The allocation was recommended 4-1 by the Opportunity Fund Board and commissioners are on track to approve the funding at their May 12 meeting, Commissioner Mike Chapman said last week.
Greenwood also expressed concerns about the project in his report to the EDC board, which met Thursday, saying the composites center would compete “very strongly” with a tax-paying company, ACTI, “for very scarce employees.”
“Do we really want to use public dollars to support a nonprofit company that would make life difficult for one of our largest and fastest-growing private employers?” he said.
Greenwood said that “of particular concern is the public funding of a nonprofit startup which would then compete for new employees with a for-profit, tax-paying company [Angeles Composite Technologies Inc.] that is one of our fastest growing major employers.”
Greenwood said Friday he was expressing his personal opinion — not his views at EDC director — from a vantage point of having been an investment banker and former manufacturing company owner before he became EDC director in March 2014.
“I’m coming at it from those two standpoints,” he said.
“I’m not taking my words back at all.”
Greenwood said he supports the EDC in any effort to create jobs.
He said, for instance, that the EDC is hosting a visit by the CEO of a four-star hotel company in May who wants to locate a hotel in Port Angeles and an official from a U.K.-based bush pilot school who may locate a training facility on the West End.
Opportunity Fund proceeds consist of sales taxes returned to the county by the state Department of Commerce.
The Opportunity Fund Board considers applications for infrastructure-project funding that are reviewed by the EDC to ensure they comply with state-mandated guidelines but are not ranked or judged by the EDC board or Greenwood, board Chairman Alan Barnard said Friday.
“As far as I am concerned, if he wants to weigh on this, it has nothing to do with the Opportunity Fund Board,” Barnard said.
Michael D. Rauch, a minority co-owner, CEO and president of ACTI, was reluctant to comment on Greenwood’s take on the Opportunity Fund grant.
“That’s Bill Greenwood’s opinion,” Rauch said, refusing further comment.
But Greenwood was harshly criticized by others.
Port Commission President Jim Hallett said Greenwood’s opinion left him “speechless.”
Hallett said the Opportunity Fund grant fulfilled the fund’s goal of providing infrastructure to improve the economy and generate jobs.
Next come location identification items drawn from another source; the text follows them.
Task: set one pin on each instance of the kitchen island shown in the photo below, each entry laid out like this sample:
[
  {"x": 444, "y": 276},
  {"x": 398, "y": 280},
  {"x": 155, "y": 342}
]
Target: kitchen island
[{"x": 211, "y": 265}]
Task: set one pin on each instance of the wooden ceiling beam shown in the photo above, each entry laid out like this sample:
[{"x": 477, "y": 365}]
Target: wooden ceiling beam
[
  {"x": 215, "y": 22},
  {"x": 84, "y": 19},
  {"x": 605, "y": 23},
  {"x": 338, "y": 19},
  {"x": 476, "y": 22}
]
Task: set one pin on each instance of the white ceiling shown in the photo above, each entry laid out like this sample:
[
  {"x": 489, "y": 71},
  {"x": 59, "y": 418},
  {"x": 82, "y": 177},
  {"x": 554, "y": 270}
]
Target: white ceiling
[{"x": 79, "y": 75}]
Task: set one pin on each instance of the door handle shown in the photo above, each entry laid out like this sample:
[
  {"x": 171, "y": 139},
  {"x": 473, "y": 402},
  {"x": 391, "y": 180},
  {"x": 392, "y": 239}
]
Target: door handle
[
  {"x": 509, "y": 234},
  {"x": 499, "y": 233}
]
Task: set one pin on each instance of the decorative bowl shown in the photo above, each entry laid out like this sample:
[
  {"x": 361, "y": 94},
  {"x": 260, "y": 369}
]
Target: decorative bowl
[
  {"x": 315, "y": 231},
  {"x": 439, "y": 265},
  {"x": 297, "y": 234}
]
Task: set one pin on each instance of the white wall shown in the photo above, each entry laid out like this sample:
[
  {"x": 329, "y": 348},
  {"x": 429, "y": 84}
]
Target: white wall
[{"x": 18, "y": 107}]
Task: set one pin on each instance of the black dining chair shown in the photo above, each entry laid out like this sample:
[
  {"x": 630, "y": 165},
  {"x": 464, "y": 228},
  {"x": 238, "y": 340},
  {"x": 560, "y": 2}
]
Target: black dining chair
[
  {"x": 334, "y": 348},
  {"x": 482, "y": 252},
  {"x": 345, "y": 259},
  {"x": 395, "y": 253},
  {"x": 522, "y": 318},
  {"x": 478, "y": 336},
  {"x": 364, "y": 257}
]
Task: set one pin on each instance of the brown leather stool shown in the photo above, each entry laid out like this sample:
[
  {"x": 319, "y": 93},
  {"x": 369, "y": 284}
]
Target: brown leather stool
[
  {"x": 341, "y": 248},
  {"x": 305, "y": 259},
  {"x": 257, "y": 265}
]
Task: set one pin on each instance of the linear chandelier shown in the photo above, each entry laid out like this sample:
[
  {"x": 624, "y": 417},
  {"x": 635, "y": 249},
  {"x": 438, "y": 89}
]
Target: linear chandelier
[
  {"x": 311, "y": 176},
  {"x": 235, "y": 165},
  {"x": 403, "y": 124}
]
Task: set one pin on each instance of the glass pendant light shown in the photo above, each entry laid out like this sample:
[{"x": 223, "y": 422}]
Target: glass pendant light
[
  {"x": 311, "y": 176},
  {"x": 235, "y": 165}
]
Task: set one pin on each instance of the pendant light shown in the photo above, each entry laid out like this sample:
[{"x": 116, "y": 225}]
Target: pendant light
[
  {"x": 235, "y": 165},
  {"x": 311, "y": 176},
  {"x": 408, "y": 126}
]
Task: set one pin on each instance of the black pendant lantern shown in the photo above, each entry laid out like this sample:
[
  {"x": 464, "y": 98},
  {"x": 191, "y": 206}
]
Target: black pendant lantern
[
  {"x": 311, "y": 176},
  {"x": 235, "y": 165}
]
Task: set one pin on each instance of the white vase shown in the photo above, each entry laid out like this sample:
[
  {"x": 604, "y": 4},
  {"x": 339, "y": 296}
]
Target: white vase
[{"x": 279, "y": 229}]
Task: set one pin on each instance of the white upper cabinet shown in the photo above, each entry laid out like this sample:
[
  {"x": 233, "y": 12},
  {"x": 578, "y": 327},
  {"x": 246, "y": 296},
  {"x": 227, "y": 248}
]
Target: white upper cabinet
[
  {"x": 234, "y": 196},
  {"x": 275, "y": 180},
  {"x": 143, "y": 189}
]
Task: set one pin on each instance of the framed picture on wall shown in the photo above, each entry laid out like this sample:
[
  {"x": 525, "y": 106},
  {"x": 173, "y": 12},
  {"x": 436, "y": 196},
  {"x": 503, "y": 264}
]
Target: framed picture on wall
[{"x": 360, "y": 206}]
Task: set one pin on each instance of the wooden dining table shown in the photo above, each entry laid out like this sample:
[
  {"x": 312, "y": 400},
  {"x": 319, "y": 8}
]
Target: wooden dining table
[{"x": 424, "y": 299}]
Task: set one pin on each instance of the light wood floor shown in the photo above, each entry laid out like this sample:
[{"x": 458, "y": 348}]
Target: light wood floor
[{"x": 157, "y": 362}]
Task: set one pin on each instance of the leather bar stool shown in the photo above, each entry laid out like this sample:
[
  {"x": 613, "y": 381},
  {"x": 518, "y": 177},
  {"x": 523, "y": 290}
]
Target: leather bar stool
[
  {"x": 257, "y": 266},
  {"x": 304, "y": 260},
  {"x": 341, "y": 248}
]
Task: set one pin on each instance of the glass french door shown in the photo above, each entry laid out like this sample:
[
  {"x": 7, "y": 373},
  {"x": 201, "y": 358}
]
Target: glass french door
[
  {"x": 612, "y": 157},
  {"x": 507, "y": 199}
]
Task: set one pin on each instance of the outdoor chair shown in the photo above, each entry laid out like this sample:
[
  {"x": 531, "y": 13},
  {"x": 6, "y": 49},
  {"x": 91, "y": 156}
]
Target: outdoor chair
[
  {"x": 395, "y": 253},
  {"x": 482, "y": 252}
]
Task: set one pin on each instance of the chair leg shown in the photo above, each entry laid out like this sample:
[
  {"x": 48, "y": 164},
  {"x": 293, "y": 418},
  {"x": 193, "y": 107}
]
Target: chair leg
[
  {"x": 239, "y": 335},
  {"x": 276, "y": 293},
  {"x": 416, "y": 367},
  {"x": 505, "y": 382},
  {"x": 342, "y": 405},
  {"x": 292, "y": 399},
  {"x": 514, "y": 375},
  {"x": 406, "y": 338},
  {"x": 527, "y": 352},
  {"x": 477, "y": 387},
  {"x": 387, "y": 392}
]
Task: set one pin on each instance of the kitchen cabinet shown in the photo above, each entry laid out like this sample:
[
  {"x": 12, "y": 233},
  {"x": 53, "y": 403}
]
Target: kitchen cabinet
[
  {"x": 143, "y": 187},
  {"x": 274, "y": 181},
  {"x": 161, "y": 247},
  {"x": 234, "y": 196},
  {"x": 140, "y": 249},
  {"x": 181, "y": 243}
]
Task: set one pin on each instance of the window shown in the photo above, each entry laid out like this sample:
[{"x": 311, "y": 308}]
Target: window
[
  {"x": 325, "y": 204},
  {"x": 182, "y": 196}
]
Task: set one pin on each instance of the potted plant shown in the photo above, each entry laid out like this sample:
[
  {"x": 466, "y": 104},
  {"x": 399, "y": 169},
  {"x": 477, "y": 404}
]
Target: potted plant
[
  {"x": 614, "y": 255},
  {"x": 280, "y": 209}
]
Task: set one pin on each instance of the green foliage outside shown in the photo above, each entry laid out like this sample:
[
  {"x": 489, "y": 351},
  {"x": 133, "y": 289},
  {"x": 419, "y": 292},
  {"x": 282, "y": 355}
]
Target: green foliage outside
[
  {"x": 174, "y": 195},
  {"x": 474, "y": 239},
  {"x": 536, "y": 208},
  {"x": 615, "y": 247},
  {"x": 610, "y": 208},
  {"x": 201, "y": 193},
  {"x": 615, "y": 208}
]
The recycling center would employ six people at the outset and 111 workers within five years at annual incomes ranging from $35,000 to $72,000, project proponents told the Opportunity Fund Board on April 23.
“It strikes me as kind of odd that the . . . director of the EDC is somehow thinking everyone else got it wrong,” Hallett said.
“Where is the economic development leadership in that?
“The private sector sets the standard on what they want to pay, and for him to resist that is appalling.”
ACTI is using “public sector infrastructure” owned by the port, he added.
“ACTI is leasing stuff the public has paid for.”
County commissioners appear headed toward approving Opportunity Fund money for the project.
Chapman said the commissioners have supported it for years and that he was “confused” by Greenwood’s position.
“If the EDC executive director does not support a project like this, it makes me wonder what he would support,” Chapman said.
“It seems to fly in the face of economic development.”
Commissioner Bill Peach said he viewed the project in a favorable light.
“I see a lot of opportunity here,” he said Friday. “I’m OK with the risk.”
Commissioner Jim McEntire said he understands those who see the risks of the composite recycling center, but is inclined personally to approve the money for infrastructure.
“That’s an asset that will be usable by the port no matter what happens with the compsite recycling business,” he said, adding, “I wish that every success for sure.”
Construction could start in July, with the center opening in January.